Comment by neilv

Comment by neilv 14 hours ago

2 replies

The actual problem is a bit different than what people reading your message might think. AFAIK, GrapheneOS doesn't talk to Google, by default.

The nature of the problem is more about:

* being somewhat at the mercy of Google (in hardware, and in where they take Android, and how they might frog-boil), and

* in supporting this compromise, to the exclusion of advancing more open and sustainable ones.

I suspect that the relative number of principled techies has dropped dramatically, as the number of people developing computer stuff increased massively, and we let the Leetcode interviews and the VCs lead astray prospective new principled techies.

Debian, for example, has a critical mass of principled techies for historical reasons. Not many projects do. And it's really hard to find new principled techies, when most people are just imitating what they see everyone else doing: posturing and promoting personal brands with open source (because they heard it's a good way to help land ), or launching open source projects that they hope to be startups (usually essentially investment scams, whether they realize that or not, or the rare legitimate ones). They're not bad, they just haven't seen much different. Plus the occasional state actor sleeper on a project, which we have to assume is happening, plus entire projects that are giant long-con honeypots.

So I'm hoping GrapheneOS somehow manages to be sustainable and have integrity. I think founder strcat is principled and passionate, for example, though I don't know the current contributors. I sent the project a little money I could spare. Because GrapheneOS is the best user-respecting daily-driver option I see at the moment, and I couldn't wait or flail around any longer.

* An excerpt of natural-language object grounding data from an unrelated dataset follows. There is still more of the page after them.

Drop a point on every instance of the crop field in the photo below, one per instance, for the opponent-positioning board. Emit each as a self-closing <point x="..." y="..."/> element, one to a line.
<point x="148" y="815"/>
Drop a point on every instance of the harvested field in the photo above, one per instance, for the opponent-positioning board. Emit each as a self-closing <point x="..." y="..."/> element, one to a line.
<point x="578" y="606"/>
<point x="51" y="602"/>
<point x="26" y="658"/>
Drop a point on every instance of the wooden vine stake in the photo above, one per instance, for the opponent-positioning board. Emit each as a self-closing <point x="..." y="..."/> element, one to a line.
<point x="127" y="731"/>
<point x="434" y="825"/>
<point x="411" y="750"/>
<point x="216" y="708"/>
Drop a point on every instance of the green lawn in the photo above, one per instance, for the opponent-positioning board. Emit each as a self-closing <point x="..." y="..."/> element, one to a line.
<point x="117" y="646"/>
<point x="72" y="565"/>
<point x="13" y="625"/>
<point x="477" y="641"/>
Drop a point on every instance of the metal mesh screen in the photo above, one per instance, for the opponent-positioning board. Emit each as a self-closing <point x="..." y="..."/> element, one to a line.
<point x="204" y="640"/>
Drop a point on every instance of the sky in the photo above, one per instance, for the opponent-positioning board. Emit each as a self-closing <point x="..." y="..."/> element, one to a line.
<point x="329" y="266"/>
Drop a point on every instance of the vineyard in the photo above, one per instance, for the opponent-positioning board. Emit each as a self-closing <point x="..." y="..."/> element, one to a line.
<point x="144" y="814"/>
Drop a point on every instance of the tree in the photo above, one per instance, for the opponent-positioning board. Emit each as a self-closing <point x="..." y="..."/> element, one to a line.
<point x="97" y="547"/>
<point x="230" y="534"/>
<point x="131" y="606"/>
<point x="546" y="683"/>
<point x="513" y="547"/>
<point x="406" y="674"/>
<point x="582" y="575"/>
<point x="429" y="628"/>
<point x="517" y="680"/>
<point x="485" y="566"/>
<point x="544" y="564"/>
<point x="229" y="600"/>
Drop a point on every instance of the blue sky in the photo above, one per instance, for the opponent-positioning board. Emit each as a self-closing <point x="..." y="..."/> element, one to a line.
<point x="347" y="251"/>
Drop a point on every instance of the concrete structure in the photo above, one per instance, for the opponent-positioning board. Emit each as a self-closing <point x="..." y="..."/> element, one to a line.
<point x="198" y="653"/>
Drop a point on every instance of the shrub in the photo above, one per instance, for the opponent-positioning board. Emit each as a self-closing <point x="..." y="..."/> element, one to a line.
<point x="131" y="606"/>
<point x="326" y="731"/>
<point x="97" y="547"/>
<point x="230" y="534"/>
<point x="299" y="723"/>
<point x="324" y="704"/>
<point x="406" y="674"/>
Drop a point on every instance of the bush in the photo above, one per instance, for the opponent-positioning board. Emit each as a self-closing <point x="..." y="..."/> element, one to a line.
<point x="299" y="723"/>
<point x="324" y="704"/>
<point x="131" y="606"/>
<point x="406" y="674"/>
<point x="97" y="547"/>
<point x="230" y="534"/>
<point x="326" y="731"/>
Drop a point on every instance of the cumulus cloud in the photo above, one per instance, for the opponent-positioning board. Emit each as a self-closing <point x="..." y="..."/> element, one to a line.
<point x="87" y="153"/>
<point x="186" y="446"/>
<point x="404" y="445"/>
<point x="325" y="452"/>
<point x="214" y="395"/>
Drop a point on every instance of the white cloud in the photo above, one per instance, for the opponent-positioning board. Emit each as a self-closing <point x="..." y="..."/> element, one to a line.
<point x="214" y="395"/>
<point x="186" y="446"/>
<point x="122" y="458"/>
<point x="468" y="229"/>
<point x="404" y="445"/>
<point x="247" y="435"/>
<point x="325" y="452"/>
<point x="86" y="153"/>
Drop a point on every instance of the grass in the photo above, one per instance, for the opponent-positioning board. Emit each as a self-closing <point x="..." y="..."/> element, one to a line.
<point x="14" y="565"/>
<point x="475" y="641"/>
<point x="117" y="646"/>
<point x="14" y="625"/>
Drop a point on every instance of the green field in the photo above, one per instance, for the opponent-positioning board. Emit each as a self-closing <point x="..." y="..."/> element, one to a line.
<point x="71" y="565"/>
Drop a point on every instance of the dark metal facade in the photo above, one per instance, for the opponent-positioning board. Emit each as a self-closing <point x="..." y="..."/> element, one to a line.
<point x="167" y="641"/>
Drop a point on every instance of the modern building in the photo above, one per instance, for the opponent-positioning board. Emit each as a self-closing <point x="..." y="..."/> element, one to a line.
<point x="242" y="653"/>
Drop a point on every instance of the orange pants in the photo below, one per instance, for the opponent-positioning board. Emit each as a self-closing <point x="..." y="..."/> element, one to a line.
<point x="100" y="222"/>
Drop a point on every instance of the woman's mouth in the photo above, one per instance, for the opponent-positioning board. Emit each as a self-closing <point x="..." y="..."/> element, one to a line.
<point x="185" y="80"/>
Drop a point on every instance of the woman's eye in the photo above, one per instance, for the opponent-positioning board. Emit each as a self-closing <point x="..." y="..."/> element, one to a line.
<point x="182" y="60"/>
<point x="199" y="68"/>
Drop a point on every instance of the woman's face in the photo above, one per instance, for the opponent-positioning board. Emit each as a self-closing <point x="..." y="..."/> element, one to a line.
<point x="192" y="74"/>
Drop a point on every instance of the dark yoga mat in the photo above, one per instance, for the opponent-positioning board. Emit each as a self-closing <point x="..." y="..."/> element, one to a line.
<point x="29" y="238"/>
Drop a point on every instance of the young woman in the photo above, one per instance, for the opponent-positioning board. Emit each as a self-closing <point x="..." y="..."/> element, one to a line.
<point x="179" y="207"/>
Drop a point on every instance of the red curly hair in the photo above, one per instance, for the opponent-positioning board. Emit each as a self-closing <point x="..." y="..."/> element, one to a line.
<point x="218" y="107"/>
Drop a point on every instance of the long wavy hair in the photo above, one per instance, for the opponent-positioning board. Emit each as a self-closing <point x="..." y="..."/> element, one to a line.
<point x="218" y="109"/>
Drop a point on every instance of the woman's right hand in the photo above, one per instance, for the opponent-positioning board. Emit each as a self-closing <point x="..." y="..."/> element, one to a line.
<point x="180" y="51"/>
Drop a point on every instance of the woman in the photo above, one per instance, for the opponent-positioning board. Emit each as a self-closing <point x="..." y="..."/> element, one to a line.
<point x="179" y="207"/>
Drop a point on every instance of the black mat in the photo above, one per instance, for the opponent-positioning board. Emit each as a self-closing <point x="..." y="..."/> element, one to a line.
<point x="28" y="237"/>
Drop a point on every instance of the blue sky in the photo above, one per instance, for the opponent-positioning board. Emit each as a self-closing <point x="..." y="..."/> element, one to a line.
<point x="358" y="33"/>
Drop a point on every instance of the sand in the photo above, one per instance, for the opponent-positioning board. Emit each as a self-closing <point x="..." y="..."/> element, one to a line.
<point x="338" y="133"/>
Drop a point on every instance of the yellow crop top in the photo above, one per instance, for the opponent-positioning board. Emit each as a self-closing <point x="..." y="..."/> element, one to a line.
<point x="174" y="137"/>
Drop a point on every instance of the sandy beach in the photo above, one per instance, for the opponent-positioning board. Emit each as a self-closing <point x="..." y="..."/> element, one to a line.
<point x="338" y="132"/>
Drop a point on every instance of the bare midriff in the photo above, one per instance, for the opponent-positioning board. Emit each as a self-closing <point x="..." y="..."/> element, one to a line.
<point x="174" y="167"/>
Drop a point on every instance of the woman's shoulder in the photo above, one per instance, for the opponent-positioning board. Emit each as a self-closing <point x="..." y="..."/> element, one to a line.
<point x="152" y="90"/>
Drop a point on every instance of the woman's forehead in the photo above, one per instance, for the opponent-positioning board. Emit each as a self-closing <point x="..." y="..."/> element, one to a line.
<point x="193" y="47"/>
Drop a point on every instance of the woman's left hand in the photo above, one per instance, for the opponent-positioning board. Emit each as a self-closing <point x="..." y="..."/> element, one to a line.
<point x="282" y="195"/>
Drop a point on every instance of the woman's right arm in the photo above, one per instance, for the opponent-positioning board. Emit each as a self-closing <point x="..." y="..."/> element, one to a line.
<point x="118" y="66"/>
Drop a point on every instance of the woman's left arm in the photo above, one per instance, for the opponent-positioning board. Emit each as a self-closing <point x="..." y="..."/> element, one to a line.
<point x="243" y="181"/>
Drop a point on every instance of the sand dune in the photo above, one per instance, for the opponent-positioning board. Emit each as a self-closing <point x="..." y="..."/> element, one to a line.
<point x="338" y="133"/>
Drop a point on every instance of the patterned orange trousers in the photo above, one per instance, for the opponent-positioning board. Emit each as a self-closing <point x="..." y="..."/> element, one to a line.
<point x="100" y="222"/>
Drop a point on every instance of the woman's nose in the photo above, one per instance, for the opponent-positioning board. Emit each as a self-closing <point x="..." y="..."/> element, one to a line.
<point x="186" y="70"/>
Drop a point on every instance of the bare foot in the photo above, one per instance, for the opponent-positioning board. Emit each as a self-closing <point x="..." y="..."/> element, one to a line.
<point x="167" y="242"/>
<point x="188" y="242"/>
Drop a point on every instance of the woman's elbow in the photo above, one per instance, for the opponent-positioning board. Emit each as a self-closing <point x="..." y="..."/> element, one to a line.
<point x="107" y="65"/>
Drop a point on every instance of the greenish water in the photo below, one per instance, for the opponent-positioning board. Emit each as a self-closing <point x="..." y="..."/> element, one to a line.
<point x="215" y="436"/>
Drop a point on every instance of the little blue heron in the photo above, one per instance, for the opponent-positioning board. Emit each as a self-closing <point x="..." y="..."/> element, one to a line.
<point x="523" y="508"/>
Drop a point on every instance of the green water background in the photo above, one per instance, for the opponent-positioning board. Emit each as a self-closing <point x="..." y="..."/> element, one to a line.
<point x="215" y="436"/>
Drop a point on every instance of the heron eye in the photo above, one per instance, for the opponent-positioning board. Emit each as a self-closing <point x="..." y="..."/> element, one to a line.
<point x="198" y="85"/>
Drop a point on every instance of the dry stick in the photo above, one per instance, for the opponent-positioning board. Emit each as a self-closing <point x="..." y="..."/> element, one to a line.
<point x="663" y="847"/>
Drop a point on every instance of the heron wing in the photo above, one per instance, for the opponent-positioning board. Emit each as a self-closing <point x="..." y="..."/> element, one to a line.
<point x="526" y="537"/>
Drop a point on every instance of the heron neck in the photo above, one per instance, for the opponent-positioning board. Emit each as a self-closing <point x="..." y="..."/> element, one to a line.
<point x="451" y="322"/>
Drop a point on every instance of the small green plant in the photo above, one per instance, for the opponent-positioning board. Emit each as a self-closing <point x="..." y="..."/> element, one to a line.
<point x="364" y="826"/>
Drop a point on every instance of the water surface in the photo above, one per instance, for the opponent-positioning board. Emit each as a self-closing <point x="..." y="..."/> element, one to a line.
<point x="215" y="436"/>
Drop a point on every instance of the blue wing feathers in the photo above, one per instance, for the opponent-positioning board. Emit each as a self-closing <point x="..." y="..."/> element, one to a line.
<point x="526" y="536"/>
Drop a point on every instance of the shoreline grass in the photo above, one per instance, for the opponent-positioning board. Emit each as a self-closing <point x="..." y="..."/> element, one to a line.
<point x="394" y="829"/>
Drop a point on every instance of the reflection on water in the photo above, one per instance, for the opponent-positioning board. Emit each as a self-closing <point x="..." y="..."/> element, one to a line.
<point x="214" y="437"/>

Purism might be a good daily driver, and I think they respect users, but their entry level price point is too high for me and most people. And they seem to chronically have financial problems, so I don't know how long they'll be around. Last I checked, running their software platform on affordable used third-party hardware, as entry points for large numbers of principled techies (like Linux was), wasn't yet viable.

summm 5 hours ago

GrapheneOS pushes hard for remote attestation though.

fsflover 9 hours ago

> Last I checked, running their software platform on affordable used third-party hardware, as entry points for large numbers of principled techies (like Linux was), wasn't yet viable.

It seems you've just described Pinephone, which runs Phosh quite well and is quite affordable.